Sociologist Paulin Straughan noted that the absence of proper target-setting and performance appraisal is what causes supervisors at many local firms to rely on face time as a proxy for whether an employee is working hard or not.
But having such a structure in place is not enough. Arguably, the more important step is to foster a culture of trust so that employees feel confident about tapping flexi-work and will not worry that their supervisors will mark them down for it.
"Management needs to walk the talk. Some organisations have their middle managers try out the different flexi-work arrangements themselves. Others encourage their employees across ranks to regularly tap the various options so it becomes the norm within the organisation," said NTUC Women's Development Secretariat director Sylvia Choo.
Employer Alliance chairman Claire Chiang believes another way to make flexi-work a success is for companies to have a "work-family manager". This could be a person within the human resource division who studies the makeup of the company's staff and figures out what kind of flexibility different groups of staff might need, depending on their stage of life.
Relevant work-family programmes could be developed and ways found to make the workplace a more sensitive environment for employees to better integrate work and family needs.
If hiring a work-family manager is out of the question, the company could embed such practices into existing human resource policies, Chiang added.
For example, job interviews and annual appraisals could include questions about the employee's life circumstances, to find out whether he is undergoing any stress at home.
"For example, if you find out this person is taking care of a wife in depression, you can recommend that he shouldn't travel.

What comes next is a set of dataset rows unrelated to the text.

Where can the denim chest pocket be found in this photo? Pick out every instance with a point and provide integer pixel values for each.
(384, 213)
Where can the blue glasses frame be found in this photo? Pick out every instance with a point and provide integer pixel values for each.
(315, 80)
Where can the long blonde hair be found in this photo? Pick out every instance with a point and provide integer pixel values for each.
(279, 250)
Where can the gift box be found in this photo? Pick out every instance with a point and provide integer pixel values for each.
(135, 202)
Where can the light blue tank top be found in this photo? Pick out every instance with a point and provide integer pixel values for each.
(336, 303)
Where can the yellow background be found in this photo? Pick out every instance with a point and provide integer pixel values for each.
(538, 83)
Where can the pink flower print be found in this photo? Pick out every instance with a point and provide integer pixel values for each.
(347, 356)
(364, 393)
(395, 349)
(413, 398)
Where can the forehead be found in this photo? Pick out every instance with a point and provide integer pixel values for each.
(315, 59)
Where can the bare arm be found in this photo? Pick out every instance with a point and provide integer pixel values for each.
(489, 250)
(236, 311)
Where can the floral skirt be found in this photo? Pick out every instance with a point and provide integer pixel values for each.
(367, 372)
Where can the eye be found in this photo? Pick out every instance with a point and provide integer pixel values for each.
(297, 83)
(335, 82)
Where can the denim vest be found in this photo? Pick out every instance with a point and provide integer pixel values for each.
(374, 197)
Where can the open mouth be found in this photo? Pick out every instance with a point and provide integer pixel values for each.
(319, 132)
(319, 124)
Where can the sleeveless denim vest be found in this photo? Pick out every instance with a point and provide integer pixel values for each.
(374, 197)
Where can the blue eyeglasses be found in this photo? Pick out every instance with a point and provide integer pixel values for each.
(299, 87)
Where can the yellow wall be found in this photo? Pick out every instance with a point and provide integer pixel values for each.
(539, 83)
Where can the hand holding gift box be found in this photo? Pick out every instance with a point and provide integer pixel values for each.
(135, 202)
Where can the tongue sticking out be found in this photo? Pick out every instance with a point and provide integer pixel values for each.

Or this other person has a sick father - you can ask if he wants to have a more flexible schedule."
While these tips could be applied to many firms, there are some companies where flexi-work can be almost impossible to implement.
Take a hospital that has to be operational 24/7. Teleworking is not an option for most staff and, without a big enough pool of employees, the hospital would not be able to offer flexi-work options such as part-time work or job sharing.
Such firms may have limited options, but there is still much room for improvement for many others here, noted Foo Mee Har, MP for West Coast GRC and an advocate for work-life integration. "It's true that not all jobs can be made flexible, but there are so many more jobs in Singapore that could be done on flexi arrangements which are not. We are very far from the optimal level," she added.
NTUC holds flexi-work workshops for companies keen to learn more about flexi-work, Choo noted.
These free, four-hour workshops are being held each month until the end of the year.